The transaction achieved a number of landmarks, including the extension of the tenor on a portion of the loan amount (US$28m) to two years, with the balance over one year (US$122m).

The transaction also broadened the base of lenders, with funding coming from a geographically diverse group that included banks and institutions in South Africa, Italy, Mauritius, Egypt, Germany, the United Kingdom and the Middle East.

A leading development funding institution (DFI) also participated in the transaction, broadening the base of lenders/investors further.

The syndication was significantly oversubscribed, with commitments of US$202m, (404%) compared with the initial target of US$50m.

Intesa Sanpaolo and Investec were joint coordinators and book runners for the transaction with Mauritius Commercial Bank fulfilling the role of facility agent.

“This is a significant transaction for CRDB Bank, a vote of confidence in our business model, creditworthiness and the Tanzanian economy,” said CRDB’s spokesperson.

“This is a landmark tenor for a Sub-Saharan African commercial bank in terms of hard currency syndications.

“As with the successful initial transaction last year, which was also oversubscribed, the funds raised will continue to be used to improve our capital position and unlock working capital to support our lending portfolio to the corporate and SME sector in Tanzania and Burundi, including project and infrastructure finance linked to the commodity sector.”

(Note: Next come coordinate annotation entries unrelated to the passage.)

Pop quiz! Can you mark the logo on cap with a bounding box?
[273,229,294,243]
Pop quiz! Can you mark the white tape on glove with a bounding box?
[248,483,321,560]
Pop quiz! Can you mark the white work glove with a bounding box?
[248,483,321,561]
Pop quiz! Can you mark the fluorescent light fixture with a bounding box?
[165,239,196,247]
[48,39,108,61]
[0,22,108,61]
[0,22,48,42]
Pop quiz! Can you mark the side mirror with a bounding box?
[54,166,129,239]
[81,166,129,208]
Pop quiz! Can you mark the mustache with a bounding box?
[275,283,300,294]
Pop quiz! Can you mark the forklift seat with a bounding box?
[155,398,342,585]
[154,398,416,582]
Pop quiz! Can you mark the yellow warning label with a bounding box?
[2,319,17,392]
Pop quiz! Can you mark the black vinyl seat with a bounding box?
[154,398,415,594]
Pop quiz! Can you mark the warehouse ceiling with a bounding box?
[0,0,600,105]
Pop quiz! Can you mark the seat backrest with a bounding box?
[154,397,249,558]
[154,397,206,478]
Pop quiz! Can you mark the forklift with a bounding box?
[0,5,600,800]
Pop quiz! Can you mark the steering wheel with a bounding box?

“We were pleased to once again work with Intesa and Investec, both of whom have an excellent understanding of our business needs and were able to broaden the base of participants.”

CRDB Bank is the first bank in Tanzania to be rated by Moody’s Investors Services among the top 10 most stable and safe-to-invest-in African banks. Moody’s last year rated CRDB Bank with a “B1 stable outlook” which is the highest rating to have been acquired by financial institutions in sub-Saharan Africa.

Leanne Large, Head of Loan Distribution and Syndication at Investec Bank, notes: “The level of oversubscription and participation by a broad group of investors reflects a growing appreciation of CRDB’s strong credit profile of the bank and its leading market position in Tanzania.”

Gustaaf Eerenstein, Syndications Director at Intesa Sanpaolo commented: “This again serves as testament to the quality of the management and people of CRDB Bank in successfully concluding another landmark syndicated loan, particularly in the current volatile environment. We are proud to be associated with such a leading African institution.”

Marc Köhne, Head of Africa Structured Debt Solutions at Investec Bank, says the syndication comes at a time when many countries and businesses have found access to US dollar funding hard to come by.

“In this environment of constrained dollar liquidity, the group of lenders were able to look beyond this, recognising CRDB Bank’s qualities and Tanzania’s growth potential. Tanzania continues to play an important role in both inter-African trade and exports to the key Asian and Middle East markets.”

Rowan King, Head of Africa Business Development at Investec Bank, says the transaction demonstrates the growing relationship between Investec and CRDB Bank.

“CRDB Bank is a key partner for us in East Africa, and we are continuously looking for opportunities to collaborate to the benefit of clients of both banks,” he says.